Das wirkt auf den ersten Blick wie ein „Fail“, ist in Wirklichkeit aber oft ein klassisches Muster bei Neueinführungen: Erst fährt man stabil in einer konservativen Betriebsart, dann kommt die volle Funktionalität Schritt für Schritt.
8) Strecken & ICE-Nummern: Wo du den ICE L aktuell erleben kannst
Kurz nach dem Fahrplanwechsel ist der Einsatz noch überschaubar, aber ziemlich klar:
- ICE 1548: morgens Berlin → Köln (über Hannover und NRW)
- ICE 1055: nachmittags Köln → Berlin (mit leicht anderem Laufweg, u. a. über Münster/Osnabrück)

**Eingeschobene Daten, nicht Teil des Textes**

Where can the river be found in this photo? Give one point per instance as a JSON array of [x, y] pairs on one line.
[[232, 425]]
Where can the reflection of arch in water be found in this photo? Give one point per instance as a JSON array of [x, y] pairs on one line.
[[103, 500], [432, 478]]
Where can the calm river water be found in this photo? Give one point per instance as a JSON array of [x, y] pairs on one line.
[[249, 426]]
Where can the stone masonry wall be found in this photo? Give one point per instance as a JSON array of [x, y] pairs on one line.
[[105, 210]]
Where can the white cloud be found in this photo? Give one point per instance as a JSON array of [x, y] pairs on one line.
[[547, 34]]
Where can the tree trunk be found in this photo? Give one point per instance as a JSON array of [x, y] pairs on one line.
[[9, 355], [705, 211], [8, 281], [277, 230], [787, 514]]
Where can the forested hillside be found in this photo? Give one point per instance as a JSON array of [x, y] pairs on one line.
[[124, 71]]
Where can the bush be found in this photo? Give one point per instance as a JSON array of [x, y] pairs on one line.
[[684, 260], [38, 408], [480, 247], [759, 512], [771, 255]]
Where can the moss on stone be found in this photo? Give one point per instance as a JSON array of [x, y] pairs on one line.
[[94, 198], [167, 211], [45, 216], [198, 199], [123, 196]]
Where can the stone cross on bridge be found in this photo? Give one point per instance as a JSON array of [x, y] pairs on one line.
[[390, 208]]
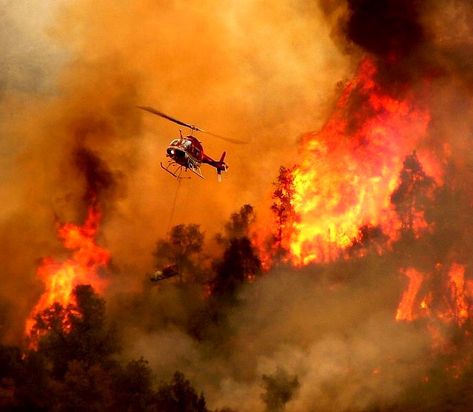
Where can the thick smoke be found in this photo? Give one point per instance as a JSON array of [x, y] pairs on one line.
[[70, 126], [248, 71]]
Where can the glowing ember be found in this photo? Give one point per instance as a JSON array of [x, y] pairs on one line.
[[453, 301], [349, 169], [406, 309], [82, 267], [457, 290]]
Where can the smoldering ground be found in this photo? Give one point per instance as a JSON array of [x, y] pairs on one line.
[[241, 69], [339, 339]]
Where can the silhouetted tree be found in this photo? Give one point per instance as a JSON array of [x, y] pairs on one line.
[[134, 387], [413, 197], [279, 388], [182, 248], [283, 209], [78, 332], [239, 264], [179, 396], [239, 224]]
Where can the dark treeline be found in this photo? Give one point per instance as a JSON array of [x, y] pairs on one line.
[[76, 358]]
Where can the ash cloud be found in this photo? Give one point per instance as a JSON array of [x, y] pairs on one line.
[[339, 341]]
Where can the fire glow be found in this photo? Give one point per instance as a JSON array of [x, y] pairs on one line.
[[452, 306], [83, 267], [349, 169]]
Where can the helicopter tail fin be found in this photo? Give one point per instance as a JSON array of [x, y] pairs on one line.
[[221, 166]]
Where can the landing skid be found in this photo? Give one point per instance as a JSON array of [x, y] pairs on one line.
[[178, 170]]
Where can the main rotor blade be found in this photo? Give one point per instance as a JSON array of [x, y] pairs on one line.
[[228, 139], [165, 116], [190, 126]]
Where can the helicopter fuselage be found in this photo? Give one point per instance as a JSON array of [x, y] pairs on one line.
[[187, 152]]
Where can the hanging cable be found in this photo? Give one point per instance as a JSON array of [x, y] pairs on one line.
[[174, 203]]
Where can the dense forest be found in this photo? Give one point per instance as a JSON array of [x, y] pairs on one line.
[[78, 358]]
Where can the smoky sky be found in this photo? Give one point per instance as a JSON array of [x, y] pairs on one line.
[[383, 27]]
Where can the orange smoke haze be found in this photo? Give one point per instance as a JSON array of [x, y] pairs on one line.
[[238, 69]]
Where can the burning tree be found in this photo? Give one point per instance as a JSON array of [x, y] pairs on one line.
[[413, 197]]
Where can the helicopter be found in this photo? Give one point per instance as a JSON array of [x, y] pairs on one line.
[[187, 153], [166, 272]]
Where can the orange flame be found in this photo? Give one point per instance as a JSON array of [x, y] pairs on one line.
[[406, 309], [60, 277], [349, 169], [457, 290]]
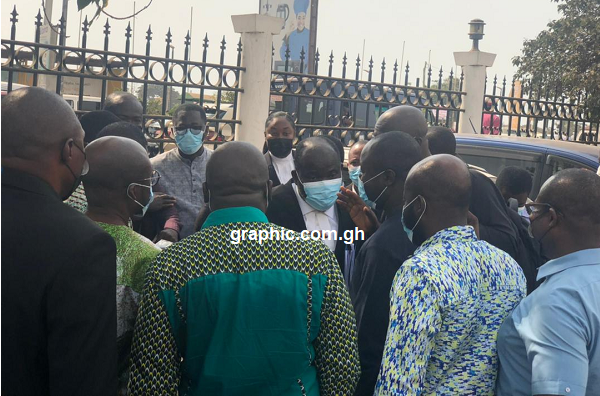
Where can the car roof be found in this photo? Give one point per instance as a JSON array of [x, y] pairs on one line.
[[572, 150]]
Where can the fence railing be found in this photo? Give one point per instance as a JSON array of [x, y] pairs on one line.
[[347, 107], [528, 112], [344, 105], [161, 83]]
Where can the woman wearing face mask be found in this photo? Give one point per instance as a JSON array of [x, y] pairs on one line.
[[308, 201], [119, 188], [280, 131]]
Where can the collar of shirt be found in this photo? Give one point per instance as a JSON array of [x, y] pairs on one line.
[[450, 235], [241, 214], [277, 160], [283, 167], [582, 257], [306, 208], [187, 161], [27, 182]]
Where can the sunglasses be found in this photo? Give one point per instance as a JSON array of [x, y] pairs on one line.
[[537, 209], [182, 131]]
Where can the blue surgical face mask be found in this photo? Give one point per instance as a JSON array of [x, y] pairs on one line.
[[354, 173], [322, 195], [380, 194], [144, 207], [411, 231], [188, 142]]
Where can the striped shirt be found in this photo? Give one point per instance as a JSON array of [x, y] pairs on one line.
[[447, 304]]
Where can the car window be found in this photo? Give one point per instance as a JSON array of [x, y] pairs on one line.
[[555, 164], [90, 106], [493, 160]]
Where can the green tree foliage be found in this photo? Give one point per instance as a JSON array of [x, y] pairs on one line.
[[154, 106], [566, 56], [227, 96]]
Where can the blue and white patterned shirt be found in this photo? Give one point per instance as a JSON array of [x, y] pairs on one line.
[[550, 344], [447, 303]]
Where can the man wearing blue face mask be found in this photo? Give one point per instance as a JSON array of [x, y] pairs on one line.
[[183, 170], [119, 188], [385, 162], [450, 298], [308, 201]]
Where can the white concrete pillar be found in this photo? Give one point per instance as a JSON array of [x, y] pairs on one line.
[[253, 104], [474, 64]]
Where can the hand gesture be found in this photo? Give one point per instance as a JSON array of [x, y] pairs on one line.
[[362, 216]]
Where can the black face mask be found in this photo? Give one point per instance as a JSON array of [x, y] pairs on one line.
[[280, 147]]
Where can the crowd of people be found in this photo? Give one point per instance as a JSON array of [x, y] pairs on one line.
[[120, 276]]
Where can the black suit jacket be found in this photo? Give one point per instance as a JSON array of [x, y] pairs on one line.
[[284, 210], [59, 281]]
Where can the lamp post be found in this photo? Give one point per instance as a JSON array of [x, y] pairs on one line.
[[476, 32], [474, 64]]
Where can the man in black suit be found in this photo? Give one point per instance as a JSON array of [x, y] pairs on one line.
[[280, 132], [58, 267], [308, 201]]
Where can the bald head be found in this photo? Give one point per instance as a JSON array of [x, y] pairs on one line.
[[406, 119], [115, 162], [576, 193], [441, 140], [436, 196], [36, 123], [316, 149], [443, 180], [355, 152], [125, 106], [237, 175]]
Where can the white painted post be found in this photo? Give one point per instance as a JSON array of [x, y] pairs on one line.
[[474, 63], [253, 104]]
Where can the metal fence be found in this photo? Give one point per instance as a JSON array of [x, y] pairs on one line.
[[347, 108], [344, 104], [530, 111], [208, 84]]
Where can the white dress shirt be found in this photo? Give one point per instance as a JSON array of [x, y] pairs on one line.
[[283, 167], [317, 220]]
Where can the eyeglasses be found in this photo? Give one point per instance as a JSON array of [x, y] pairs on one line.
[[183, 130], [153, 179], [537, 209], [86, 165]]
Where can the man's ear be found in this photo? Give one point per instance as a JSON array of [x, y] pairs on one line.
[[298, 183], [269, 191], [553, 217], [205, 192], [67, 151], [389, 177]]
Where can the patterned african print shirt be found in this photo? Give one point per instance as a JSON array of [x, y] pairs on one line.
[[227, 315], [135, 253], [447, 304]]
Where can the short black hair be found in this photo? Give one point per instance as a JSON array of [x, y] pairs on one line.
[[576, 192], [441, 140], [514, 180], [126, 130], [94, 121], [189, 107], [309, 143], [398, 151], [337, 143], [281, 114]]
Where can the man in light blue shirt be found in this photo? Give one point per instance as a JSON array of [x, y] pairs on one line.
[[550, 345]]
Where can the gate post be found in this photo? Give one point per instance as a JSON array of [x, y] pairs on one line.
[[253, 104], [474, 63]]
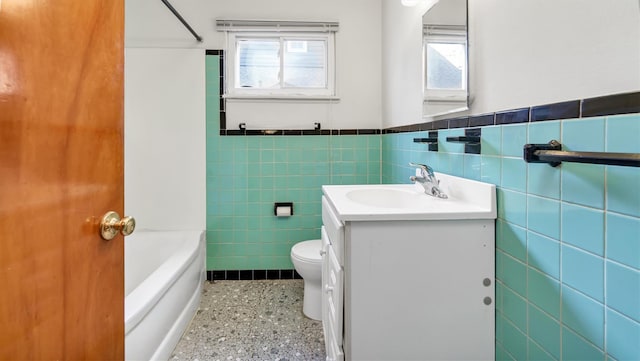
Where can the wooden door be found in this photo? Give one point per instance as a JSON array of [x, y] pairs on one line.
[[61, 169]]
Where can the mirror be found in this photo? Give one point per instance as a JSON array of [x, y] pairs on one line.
[[445, 58]]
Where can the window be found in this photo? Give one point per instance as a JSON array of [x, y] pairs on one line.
[[272, 62], [445, 54]]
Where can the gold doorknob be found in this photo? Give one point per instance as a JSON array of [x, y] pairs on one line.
[[111, 224]]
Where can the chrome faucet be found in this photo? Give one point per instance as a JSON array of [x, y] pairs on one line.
[[428, 180]]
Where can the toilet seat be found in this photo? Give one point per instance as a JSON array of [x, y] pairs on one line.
[[308, 251]]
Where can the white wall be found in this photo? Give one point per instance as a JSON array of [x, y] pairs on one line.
[[149, 24], [525, 53], [165, 150], [401, 64]]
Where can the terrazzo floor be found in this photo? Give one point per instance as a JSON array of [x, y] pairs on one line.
[[251, 320]]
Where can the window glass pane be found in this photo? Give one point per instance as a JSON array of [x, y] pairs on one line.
[[305, 64], [258, 64], [446, 66]]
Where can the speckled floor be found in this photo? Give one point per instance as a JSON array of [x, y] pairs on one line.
[[252, 320]]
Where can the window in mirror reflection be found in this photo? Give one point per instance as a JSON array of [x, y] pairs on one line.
[[445, 54]]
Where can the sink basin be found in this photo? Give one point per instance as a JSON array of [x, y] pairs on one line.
[[383, 197], [468, 199]]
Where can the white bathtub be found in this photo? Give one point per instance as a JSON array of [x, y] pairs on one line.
[[164, 273]]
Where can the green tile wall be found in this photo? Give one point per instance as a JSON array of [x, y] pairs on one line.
[[567, 238], [247, 174]]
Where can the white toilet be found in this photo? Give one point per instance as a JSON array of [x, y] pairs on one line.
[[307, 260]]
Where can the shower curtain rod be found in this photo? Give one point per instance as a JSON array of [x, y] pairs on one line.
[[184, 22]]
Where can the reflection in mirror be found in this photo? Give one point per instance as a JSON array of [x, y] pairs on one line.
[[445, 58]]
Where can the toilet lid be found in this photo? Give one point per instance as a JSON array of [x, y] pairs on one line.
[[308, 251]]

Und dann wird’s 2026 spannend, weil der ICE L deutlich breiter ausgerollt werden soll:
- ab Mai 2026: Berlin ↔ Sylt mit ICE 2074 / ICE 2075
- ab Juli 2026: weitere Sylt-Verbindungen
- ICE 2310 / ICE 2311: Köln ↔ Sylt
- ICE 2374 / ICE 2375: Frankfurt ↔ Sylt
- außerdem Richtung Süden:
- ICE 2012 / ICE 2013: Dortmund ↔ Ulm ↔ Oberstdorf
Für mich zeigt das: Der ICE L ist kein „einmaliges Prestigeprojekt“, sondern soll in sehr unterschiedliche Rollen reinwachsen – von touristischen Linien bis zu klassischen Fernverkehrsachsen.

9) Ankunft & Realitätsschock: Pünktlich – während alles um uns herum wackelt
Wir kamen in Köln Hbf pünktlich an. Und das war fast schon ironisch, weil der Blick in den DB Navigator rundherum oft zeigt: Viele andere Züge kämpfen mit Ausfällen oder Verspätungen.
Ob es am „Premieren-Spotlight“ lag, an den vielen Kameras an Bord oder einfach daran, dass man am ersten Tag besonders vorsichtig fährt – kann man nur mutmaßen. Aber es war ein schöner Nebeneffekt: Ein neuer Zugtyp startet nicht mit dem Klassiker „gleich mal +40“.
10) Medien, Bahnnerds und Paul Lucas: Diese Fahrt war mehr Event als Alltag
Was die Atmosphäre besonders gemacht hat, war das Publikum: Viele Trainspotter, Fotografen, Leute mit Gimbal-Setups – und sogar ein großer Name der Trip-Report-Szene war dabei: Paul Lucas (wie ich am Kölner Bahnhof mitbekommen habe).
Das klingt nach Nebensache, ist aber wichtig, wenn man den „Hype“ um den ICE L verstehen will: Diese Premierenfahrt war nicht einfach ein Zug. Sie war ein Symbol für Jahre an Diskussionen, Erwartungen, Memes und Kommentarschlachten.
Und genau deswegen war mir die Bewertung so wichtig: Was bleibt übrig, wenn man das Drama mal ausblendet und einfach Zug fährt?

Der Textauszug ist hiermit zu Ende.